ITER Toroidal Interferometer and Polarimeter (TIP) beam refraction in 3D density profiles

Calculations of the expected refraction of the five ITER Toroidal Interferometer and Polarimeter (TIP) chords are presented for a range of conditions including high-density axisymmetric, ELMing H-mode cases and shattered pellet disruption mitigation cases. The calculations are carried out with a newly developed ray tracing code capable of following TIP's 10.59 mu m laser beams through arbitrary 3D electron density profiles. Using JOREK simulations of ELM density perturbations in a 15MA ITER baseline plasma, it is shown that refraction from ELMs is expected to be negligible.
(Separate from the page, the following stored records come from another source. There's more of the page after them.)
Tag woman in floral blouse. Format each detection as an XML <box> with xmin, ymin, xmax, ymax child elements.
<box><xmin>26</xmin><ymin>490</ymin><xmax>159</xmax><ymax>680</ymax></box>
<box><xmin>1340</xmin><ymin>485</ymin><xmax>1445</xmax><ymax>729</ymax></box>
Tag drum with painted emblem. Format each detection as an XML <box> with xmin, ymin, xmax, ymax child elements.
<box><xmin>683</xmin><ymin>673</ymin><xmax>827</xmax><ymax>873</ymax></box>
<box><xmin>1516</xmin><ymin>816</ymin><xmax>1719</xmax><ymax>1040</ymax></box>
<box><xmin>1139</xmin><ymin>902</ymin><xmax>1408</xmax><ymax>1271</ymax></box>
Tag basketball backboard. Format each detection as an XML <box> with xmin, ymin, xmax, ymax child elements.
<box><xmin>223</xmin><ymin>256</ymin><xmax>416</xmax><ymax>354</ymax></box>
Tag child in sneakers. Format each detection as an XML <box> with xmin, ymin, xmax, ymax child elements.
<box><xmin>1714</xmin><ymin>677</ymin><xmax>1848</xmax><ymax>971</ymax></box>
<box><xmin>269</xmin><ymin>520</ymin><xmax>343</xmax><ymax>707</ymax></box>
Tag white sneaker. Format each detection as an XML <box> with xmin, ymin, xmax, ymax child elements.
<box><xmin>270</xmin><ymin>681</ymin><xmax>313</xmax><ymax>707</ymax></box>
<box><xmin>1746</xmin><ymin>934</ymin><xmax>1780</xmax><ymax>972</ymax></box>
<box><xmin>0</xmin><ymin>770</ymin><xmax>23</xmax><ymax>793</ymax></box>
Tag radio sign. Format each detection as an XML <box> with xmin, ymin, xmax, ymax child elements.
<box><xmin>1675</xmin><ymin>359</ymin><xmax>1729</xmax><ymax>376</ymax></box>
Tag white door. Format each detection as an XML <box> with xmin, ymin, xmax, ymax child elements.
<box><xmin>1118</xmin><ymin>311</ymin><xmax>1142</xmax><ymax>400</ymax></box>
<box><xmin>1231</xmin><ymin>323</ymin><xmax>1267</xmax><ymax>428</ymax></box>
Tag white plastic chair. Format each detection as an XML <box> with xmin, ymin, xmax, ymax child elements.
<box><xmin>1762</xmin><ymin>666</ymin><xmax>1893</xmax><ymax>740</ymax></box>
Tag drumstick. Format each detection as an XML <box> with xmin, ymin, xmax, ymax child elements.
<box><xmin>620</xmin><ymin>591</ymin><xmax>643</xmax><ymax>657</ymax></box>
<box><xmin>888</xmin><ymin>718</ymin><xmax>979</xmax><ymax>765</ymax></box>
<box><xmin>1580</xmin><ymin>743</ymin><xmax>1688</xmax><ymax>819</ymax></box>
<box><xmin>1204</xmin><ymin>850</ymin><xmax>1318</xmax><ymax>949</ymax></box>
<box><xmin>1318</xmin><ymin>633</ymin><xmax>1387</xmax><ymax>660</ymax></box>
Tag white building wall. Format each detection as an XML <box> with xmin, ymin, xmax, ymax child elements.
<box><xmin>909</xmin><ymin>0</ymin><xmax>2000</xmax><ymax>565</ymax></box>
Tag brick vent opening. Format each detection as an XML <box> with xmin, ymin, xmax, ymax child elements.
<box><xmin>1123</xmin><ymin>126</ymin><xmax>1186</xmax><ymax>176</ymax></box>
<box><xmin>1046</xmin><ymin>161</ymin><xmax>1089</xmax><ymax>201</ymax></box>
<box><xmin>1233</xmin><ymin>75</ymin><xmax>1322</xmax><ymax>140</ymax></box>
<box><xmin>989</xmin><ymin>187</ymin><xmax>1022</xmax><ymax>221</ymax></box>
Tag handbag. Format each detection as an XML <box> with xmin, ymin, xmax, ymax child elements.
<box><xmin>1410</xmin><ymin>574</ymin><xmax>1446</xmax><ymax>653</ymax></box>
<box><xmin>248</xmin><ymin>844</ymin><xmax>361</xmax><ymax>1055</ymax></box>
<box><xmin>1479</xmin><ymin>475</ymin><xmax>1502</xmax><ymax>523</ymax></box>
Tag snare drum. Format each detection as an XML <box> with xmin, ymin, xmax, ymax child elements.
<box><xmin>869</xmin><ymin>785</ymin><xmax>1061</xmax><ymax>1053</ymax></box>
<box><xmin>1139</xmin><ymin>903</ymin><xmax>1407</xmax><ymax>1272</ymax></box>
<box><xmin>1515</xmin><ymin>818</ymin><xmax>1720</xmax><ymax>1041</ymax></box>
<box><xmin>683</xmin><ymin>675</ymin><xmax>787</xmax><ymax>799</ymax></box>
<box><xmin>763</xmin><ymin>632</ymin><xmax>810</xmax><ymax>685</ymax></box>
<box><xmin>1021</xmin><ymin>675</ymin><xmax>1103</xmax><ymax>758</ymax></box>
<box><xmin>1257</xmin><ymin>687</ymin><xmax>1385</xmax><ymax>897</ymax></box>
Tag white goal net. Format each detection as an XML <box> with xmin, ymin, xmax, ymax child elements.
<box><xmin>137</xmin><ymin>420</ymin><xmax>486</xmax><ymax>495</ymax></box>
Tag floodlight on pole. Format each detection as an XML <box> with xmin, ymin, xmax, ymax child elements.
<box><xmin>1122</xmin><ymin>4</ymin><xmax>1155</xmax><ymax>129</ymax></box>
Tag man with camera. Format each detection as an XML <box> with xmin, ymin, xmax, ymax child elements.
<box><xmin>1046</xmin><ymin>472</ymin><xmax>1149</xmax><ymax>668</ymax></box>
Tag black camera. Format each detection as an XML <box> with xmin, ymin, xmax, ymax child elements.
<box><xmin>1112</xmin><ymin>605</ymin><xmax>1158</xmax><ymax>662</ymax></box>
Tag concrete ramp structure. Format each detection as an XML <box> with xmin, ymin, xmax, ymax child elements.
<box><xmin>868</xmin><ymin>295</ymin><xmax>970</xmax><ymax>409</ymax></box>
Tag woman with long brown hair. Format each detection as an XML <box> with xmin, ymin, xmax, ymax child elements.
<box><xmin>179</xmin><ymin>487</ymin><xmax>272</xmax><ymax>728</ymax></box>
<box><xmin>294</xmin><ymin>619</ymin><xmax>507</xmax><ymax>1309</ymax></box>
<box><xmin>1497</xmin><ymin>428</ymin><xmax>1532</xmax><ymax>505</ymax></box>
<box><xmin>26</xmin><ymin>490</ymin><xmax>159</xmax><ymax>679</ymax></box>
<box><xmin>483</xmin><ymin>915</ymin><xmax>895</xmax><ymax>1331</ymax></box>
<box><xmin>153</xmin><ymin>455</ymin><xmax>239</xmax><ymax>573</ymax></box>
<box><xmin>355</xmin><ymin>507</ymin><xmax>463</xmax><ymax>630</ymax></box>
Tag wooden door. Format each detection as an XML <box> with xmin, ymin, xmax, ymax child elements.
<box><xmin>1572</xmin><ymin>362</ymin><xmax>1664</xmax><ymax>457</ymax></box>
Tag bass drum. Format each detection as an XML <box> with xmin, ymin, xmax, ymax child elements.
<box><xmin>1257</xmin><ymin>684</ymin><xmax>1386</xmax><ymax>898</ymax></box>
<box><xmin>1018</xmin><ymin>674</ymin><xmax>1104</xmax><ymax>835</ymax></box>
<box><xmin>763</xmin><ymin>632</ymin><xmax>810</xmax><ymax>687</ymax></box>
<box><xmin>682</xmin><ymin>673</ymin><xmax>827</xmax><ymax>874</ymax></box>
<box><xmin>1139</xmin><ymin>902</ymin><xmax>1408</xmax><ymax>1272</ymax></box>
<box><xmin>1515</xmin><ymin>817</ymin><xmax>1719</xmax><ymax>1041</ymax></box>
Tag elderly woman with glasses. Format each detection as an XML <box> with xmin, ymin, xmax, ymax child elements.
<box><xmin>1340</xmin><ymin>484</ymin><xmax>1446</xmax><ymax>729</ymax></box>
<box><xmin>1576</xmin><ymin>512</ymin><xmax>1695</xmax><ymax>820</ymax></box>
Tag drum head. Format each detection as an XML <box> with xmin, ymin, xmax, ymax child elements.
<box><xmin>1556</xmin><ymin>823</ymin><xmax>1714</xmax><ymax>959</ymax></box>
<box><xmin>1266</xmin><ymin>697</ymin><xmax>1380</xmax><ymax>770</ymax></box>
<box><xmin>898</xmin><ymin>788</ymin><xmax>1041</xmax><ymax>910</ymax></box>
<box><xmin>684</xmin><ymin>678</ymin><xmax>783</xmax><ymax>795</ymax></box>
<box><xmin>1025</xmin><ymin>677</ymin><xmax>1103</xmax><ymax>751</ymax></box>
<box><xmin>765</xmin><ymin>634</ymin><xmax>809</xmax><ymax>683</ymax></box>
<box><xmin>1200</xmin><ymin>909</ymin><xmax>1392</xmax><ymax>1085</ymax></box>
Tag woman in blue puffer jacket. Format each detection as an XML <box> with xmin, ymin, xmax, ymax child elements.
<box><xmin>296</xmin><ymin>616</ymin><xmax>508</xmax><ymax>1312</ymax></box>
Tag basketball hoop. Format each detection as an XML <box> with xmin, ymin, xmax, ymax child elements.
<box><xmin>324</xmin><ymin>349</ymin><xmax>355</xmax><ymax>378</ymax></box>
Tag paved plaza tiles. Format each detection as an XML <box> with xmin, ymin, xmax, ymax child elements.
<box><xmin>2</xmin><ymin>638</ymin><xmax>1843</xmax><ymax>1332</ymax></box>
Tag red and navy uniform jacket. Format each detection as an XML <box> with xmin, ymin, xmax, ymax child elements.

It is found, however, that TIP interferometers will be able to clearly resolve the line-integrated density perturbation from ELMs and contribute to the ITER measurement requirement "14. H-mode, ELMs and L-H mode transition indicator". Calculations of the expected refraction in a NIMROD simulated shattered pellet disruption mitigation scenario with peak local electron densities of n(e) = 3.7 x 10(21) m(-3) (max line-averaged densities of n(avg) = 1.3 x 10(21) m(-3)) also show tolerable refraction and it is likely that most, if not all chords, would avoid signal loss. For both axisymmetric and structured plasmas with line-averaged densities in the mid to upper 10(21) m(-3) range, values likely present only during disruption mitigation, refraction becomes significant and could limit the ability of TIP to make reliable density measurements.